WASHINGTON — It might be time for another midnight ride by Paul Revere, this time warning "the creditors are coming."
Americans seem not to have awakened to the fast-looming debt crisis that could summon a new recession, imperil their stock market investments and shatter faith in the world's most powerful economy. Those are among the implications, both sudden and long-lasting, expected to unfold if the U.S. defaults on debt payments for the first time in history.
Facing an August deadline for raising the country's borrowing limit or setting loose the consequences, politicians and economists are plenty alarmed. The people? Apparently not so much.
They're divided on whether to raise the limit, according to an Associated Press-GfK poll that found 41 percent opposed to the idea and 38 percent in favor.
People aren't exactly blase. A narrow majority in the poll expects an economic crisis to ensue if the U.S., maxed out on its borrowing capacity, starts missing interest payments to creditors. But even among that group, 37 percent say no dice to raising the limit.
In Washington's humid air, talk of a financial apocalypse is thick.
There are warnings of "credit markets in a state of panic," as the House Budget Committee chairman, Rep.
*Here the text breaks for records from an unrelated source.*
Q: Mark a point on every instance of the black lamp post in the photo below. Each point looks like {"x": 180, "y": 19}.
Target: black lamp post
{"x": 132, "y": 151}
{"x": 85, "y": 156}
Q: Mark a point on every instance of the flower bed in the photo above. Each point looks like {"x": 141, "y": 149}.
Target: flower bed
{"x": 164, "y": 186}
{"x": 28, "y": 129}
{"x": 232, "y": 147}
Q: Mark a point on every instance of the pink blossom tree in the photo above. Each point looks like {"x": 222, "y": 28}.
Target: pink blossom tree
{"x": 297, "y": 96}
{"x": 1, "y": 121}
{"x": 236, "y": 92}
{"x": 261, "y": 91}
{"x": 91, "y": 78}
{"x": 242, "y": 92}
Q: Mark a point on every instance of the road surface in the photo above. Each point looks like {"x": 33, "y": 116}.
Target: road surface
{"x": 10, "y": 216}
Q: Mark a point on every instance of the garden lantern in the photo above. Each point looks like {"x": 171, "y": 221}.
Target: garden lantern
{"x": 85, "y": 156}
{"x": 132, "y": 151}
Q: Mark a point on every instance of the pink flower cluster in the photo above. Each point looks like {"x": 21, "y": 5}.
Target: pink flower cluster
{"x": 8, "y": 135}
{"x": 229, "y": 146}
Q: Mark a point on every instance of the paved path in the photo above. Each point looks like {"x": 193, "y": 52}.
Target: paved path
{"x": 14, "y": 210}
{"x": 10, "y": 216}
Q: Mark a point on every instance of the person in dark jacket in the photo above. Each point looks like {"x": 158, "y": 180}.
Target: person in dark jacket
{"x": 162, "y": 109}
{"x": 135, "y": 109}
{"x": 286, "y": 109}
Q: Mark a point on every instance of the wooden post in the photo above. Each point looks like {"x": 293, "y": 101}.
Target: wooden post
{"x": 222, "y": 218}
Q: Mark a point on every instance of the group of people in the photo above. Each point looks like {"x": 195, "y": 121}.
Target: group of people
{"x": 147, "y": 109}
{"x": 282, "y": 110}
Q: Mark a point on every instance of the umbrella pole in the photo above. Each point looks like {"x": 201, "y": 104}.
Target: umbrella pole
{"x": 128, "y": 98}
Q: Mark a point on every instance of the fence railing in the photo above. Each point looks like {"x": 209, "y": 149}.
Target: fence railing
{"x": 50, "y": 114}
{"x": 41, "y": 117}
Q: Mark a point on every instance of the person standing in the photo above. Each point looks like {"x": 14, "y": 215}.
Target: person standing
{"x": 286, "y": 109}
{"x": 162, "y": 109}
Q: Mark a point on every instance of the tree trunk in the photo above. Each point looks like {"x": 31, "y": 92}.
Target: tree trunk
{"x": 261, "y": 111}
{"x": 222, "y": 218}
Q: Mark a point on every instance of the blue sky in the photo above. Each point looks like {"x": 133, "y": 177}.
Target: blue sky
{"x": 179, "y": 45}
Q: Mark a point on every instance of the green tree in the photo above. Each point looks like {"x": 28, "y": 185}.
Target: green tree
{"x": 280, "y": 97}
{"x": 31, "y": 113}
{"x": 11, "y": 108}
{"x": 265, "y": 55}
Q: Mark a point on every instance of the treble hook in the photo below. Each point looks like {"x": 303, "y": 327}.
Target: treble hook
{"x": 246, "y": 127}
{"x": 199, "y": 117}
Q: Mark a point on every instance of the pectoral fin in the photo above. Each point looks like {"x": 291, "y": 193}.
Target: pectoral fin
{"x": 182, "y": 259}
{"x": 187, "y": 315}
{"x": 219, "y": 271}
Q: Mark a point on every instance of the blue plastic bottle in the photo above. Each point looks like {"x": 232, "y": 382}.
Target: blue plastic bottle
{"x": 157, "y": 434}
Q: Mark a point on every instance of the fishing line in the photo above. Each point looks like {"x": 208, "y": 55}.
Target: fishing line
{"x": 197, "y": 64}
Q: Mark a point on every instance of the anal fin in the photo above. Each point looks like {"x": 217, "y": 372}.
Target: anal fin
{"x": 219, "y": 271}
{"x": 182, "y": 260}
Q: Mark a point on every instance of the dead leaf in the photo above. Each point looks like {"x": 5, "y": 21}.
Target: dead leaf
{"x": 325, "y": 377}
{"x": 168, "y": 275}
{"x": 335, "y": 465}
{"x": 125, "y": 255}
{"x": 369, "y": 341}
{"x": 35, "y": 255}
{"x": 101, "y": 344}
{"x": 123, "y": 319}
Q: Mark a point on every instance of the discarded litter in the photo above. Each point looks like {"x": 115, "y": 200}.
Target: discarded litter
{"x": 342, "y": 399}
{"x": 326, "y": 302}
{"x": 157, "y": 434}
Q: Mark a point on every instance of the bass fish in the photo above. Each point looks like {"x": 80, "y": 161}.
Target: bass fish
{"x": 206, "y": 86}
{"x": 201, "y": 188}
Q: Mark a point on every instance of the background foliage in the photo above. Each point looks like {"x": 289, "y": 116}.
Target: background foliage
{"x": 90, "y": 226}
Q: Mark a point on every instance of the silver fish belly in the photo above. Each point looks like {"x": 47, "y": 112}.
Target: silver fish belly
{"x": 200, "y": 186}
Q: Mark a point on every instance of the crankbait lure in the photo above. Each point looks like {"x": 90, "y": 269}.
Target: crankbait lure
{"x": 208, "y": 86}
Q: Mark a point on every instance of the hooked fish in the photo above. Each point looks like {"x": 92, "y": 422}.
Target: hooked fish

Paul Ryan, R-Wis., put it, causing a sudden drop-off in the country's ability to borrow and pushing the government off a "credit cliff."
He was characterizing a report by the government's nonpartisan Congressional Budget Office that warns of a "sudden fiscal crisis" in which investors might abandon U.S. bonds and force the government to pay steep interest rates and impose spending cuts and tax increases far more Draconian than if default were avoided.
The dire warnings appear to be falling on unconvinced ears, at least so far.
Call it doomsday fatigue.
In recent times, Americans heard that things were going to go haywire with the turn of the millennium, and they didn't. They were primed for post-Sept. 11 terrorist plots that did not unfold.
They've seen Congress, a lumbering body that gets fleet of foot at the last minute, come to the brink time after time, only to pull something out of its hat. Recently, a partial government shutdown was averted in that manner.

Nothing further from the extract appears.